While it is fascinating to watch students arrange the essay in a multitude of ways in-person, the point of the lesson was still apparent after reading students’ thoughtful comments. And while reworking it, I was looking at the point of the activity more critically.
One thing I did not have to tackle last semester was forming close relationships with students in an online environment because I already met them in person.
It is heartening to watch students develop in a classroom, witnessing those who never raise their hand begin to speak up and others become close friends.
Next semester, GSIs teaching “Writing and Rhetoric” won’t have the luxury of witnessing this. Students will have to form bonds through a computer screen.
However, Rainey and Sokhn gave me some ideas on how to make Zoom feel more like a classroom. They plan on developing ground rules for their courses that will help them and their students get the most out of the course—such as writing in the Zoom chat instead of speaking aloud if that is more comfortable for the student or introducing “presentation etiquette” to their course.

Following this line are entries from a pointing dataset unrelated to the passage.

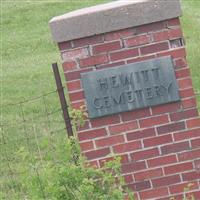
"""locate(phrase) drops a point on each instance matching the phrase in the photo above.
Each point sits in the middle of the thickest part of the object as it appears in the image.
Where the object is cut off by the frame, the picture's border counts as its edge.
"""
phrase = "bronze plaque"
(129, 87)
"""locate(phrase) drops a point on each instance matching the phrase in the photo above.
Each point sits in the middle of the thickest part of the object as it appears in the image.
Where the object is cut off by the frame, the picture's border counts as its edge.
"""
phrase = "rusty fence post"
(63, 101)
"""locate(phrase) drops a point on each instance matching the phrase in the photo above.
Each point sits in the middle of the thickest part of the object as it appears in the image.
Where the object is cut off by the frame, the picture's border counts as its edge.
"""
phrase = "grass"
(27, 52)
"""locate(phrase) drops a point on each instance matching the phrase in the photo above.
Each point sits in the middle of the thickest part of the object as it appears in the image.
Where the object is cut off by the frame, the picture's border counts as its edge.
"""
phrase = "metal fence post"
(63, 102)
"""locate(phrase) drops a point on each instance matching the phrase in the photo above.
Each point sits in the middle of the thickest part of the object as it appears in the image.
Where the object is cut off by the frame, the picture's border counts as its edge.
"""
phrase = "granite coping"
(110, 17)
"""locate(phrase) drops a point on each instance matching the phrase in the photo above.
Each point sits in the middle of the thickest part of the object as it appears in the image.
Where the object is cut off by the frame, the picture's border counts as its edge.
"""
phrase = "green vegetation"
(27, 52)
(191, 28)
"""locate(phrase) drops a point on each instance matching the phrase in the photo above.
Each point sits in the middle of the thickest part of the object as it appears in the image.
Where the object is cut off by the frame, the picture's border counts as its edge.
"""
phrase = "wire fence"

Rainey said she believes the college is trying its best to help GSIs create effective courses, and while it is unfortunate she cannot teach in-person, she said she is staying positive because she is grateful to be able to teach writing, which is something she likes to do.
I am taking the change in stride. Preparing and teaching an online course will improve my overall teaching ability, and as someone who wants to learn the ins and outs of teaching, I am getting a complete lesson.